I've made a point of trying to convince my class that they have to go home and do lots of integrals on their own. It won't matter how many examples I do in class (where the time is limited anyway, so we can't do too many). It is always easy to watch somebody doing math and think you understand, but then get completely stuck when you sit down to do similar problems yourself. Certainly there is value in doing examples in class. For example, trig substitutions are not something most people would be likely to come up with on their own. But after an example or two, the idea is something that can be readily used, and should be struggled with individually.

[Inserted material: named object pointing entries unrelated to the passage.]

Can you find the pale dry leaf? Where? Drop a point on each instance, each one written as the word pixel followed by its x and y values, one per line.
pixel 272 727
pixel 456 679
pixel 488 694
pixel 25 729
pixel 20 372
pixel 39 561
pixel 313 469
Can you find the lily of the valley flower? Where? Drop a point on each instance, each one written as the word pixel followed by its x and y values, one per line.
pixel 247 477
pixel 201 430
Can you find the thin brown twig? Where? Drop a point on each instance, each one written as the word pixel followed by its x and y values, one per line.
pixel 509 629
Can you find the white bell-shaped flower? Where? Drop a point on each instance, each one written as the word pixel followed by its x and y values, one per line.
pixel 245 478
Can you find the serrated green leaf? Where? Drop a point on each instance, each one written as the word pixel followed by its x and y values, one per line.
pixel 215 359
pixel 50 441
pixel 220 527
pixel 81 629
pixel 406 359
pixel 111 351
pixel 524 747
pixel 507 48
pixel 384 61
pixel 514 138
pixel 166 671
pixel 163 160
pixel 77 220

What I've been doing to present examples in class is to have the class guide me, as much as possible, through a problem. I put an integral up on the board and ask for ideas. We might go through a couple of failed u-substitutions or parts attempts before striking on the right way to proceed. But that's all part of the process, and it's good to see what happens when things don't work. After we get going, I try to get the students to tell me about each step. I hope that this keeps the class involved and focused on the problem. This means the examples take more time than if I was just presenting a quick path to the answer. So I'm, perhaps, not getting to as many examples as I could be, but I think I'm happy with how it's going so far.

We've still got partial fractions to go in the chapter. I think I'm happy with how the class is going so far, and hope that feeling continues.